If you are a girl, hoping a boy will ask you to go to the prom, you need to give him a clue that you are likely to accept his invitation or he may not want to risk asking you. If you find out he really wants to go with another girl but is asking you because she’s out of his league and he’ll drop you if it turns out she is available, the self-respecting response would be to turn him down.
Colleges don’t like rejection any more than students do. This is why applying Early Decision can boost a student’s prospects for admission. It’s also why demonstrated interest has become a factor in admission decisions at many schools. If you submit an application but have had no contact with the college, admissions officers will wonder if you are serious about their school. It’s like if a guy who’s always ignored you suddenly asks you out. You could be pleasantly surprised that he likes you, but you might also question his motives.
Nobody wants to risk disappointment. Students often ask whether they can apply to colleges now and then visit the schools in the spring, after they have received admission decisions. They don’t want to fall in love with colleges that may turn them down. The problem is that if you don’t visit a school, especially one that is within easy driving distance, and if you don’t find other ways to demonstrate interest, you may end up with the disappointment you are trying to avoid, when you are wait-listed because admissions officers think your intentions are not serious.
The Common Application makes it easy for students to apply to more colleges. When a college joins the Common Application, it typically gets a boost in applications. Many colleges benefit from the increase in applications, as they can then admit fewer students and be seen as more selective and desirable. The downside for colleges is that they receive frivolous applications from students who are applying because it’s easy, they are worried they won’t get into their favorite colleges and they want to be sure to have choices in the spring. But colleges won’t look so desirable if their yield, or the number of students who accept an admission offer, is low. So admissions officers look for evidence that you are truly interested in their school. A well-qualified student who is not seen as likely to matriculate may end up wait-listed so that the school isn’t wasting an offer and risking a lower yield.
Many colleges track prospective applicants, noting every contact with the admissions office. They also know whether you open the email they send you, as well as how much time you spend on their website, including which parts of the website you visit (academics, student life, virtual tour, etc).
That doesn’t mean you should start emailing the admissions office at Harvard every week. The Ivies and other elite schools don’t need to be reassured that you really like them. Most public universities also don’t consider demonstrated interest in admission decisions. But for schools that not super-selective, attending a local reception, meeting the admissions officer who visits your high school, and having an interview can boost your prospects for admission.

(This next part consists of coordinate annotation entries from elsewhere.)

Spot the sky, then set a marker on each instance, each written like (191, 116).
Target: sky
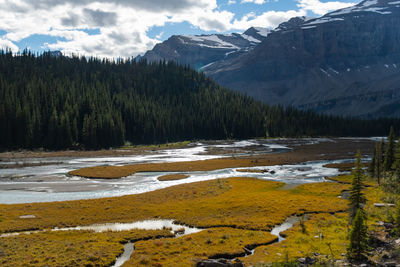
(127, 28)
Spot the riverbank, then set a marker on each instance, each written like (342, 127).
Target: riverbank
(331, 150)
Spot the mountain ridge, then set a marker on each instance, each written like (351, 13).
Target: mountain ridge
(344, 63)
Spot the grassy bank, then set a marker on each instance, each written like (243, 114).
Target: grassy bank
(332, 150)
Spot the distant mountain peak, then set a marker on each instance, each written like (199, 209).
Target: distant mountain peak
(292, 23)
(383, 7)
(200, 51)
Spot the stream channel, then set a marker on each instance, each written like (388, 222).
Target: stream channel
(49, 182)
(177, 229)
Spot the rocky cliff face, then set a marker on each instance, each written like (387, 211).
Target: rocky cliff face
(202, 50)
(346, 62)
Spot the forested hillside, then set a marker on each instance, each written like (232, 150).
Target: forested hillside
(63, 102)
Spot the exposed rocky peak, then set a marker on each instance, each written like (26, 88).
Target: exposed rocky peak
(292, 23)
(346, 62)
(199, 51)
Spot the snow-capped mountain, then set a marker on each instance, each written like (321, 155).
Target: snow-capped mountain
(346, 63)
(199, 51)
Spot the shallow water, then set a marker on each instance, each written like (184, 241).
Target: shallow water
(50, 182)
(156, 224)
(287, 224)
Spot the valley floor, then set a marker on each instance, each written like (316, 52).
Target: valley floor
(233, 217)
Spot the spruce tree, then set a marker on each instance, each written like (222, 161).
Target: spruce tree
(357, 198)
(371, 168)
(389, 154)
(358, 237)
(378, 162)
(397, 219)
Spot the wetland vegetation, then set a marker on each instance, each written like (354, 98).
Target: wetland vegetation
(237, 215)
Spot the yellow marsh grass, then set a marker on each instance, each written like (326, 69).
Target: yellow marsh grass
(332, 150)
(246, 203)
(325, 234)
(187, 250)
(172, 177)
(344, 167)
(68, 248)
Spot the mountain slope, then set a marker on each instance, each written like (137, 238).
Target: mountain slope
(202, 50)
(345, 63)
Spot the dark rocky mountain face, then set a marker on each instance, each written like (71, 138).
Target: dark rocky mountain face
(346, 62)
(202, 50)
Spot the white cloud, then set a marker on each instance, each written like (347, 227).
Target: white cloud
(321, 8)
(123, 25)
(7, 44)
(258, 2)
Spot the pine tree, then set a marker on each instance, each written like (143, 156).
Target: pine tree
(397, 219)
(358, 237)
(371, 168)
(389, 154)
(378, 162)
(357, 198)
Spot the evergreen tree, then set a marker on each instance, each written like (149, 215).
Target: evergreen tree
(357, 198)
(358, 237)
(397, 219)
(378, 162)
(389, 154)
(59, 102)
(372, 164)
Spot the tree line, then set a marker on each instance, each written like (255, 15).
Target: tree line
(76, 102)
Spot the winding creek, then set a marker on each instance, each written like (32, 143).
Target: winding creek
(51, 182)
(177, 229)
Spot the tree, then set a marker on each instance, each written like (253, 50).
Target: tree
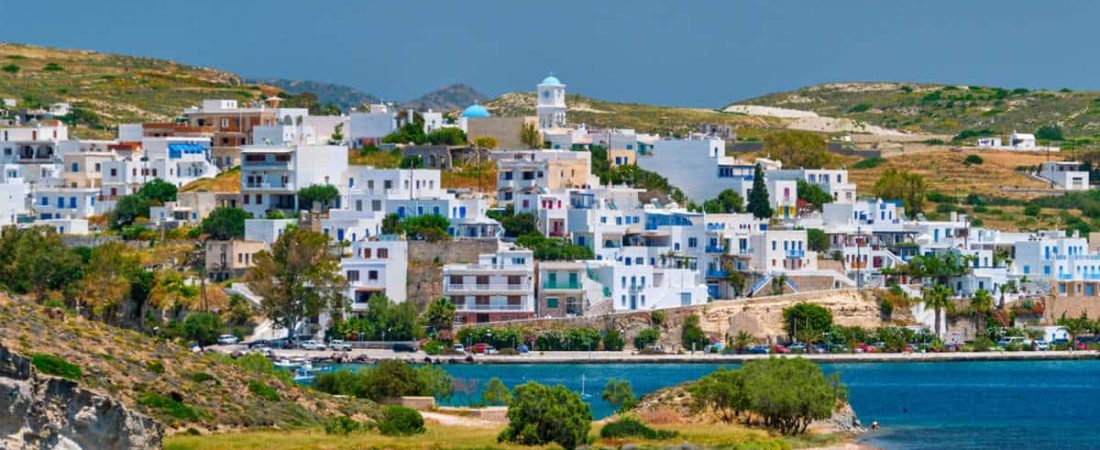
(981, 304)
(297, 278)
(799, 149)
(496, 393)
(790, 393)
(447, 136)
(1051, 132)
(337, 138)
(817, 240)
(158, 190)
(813, 194)
(202, 327)
(326, 195)
(619, 395)
(485, 142)
(427, 228)
(692, 336)
(439, 316)
(530, 136)
(226, 223)
(938, 298)
(759, 204)
(901, 185)
(392, 225)
(34, 260)
(807, 319)
(539, 415)
(728, 201)
(723, 393)
(518, 225)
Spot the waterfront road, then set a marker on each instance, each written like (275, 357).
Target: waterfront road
(626, 357)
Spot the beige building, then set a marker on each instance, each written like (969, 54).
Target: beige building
(505, 130)
(230, 259)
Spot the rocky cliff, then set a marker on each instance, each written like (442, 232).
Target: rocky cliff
(42, 412)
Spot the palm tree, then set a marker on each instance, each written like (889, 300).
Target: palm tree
(981, 303)
(938, 298)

I’m not suggesting you declare your undying love for a school you really don’t want to attend. That kind of cynical manipulation is dishonest. But when you make a genuine effort to learn about a school, by spending time on the website, engaging in conversation with admissions officers, or visiting the college, you are demonstrating interest as well as making sure the school is a good match and preparing to make your best case in the application.
Even though the most selective schools do not track every contact you have with the college, admissions officers will be evaluating whether you are a good fit for the school. I recently attended a counselor conference at a highly selective university. Every year, before admissions officers begin reading applications, they have a three day retreat, where they discuss the mission of the university. If admissions officers are concerned with the mission of the school, you should be too. Read the mission statement and think about how your goals and values align with those of a college before you complete an application for that school. Clarifying your interests and goals will help you make sure that school is right for you, as well as enable you to tailor your application to that school, and that is how you demonstrate your genuine interest.
If your goal is to study engineering but you also love dance, and you have spent many hours tutoring children in an after-school program, when you find a school that offers these programs, you can make a compelling case for admission. If you have researched University of Southern California, you will know that the school makes it possible for engineering students to minor in dance, and that the Joint Educational Project (JEP) offers volunteer opportunities in local schools. Citing these reasons for applying to USC will set you apart from the thousands of students who write about the University’s outstanding educational opportunities in an exciting urban environment.
Some students think they just need to attend an information session or visit a college campus and they have demonstrated their interest, but the time and thought you put into the application is the most important way to show that are a serious candidate. When you provide specific reasons that you and a school are a match, and give evidence that you will benefit from and contribute to that college community, you make a compelling case for admission.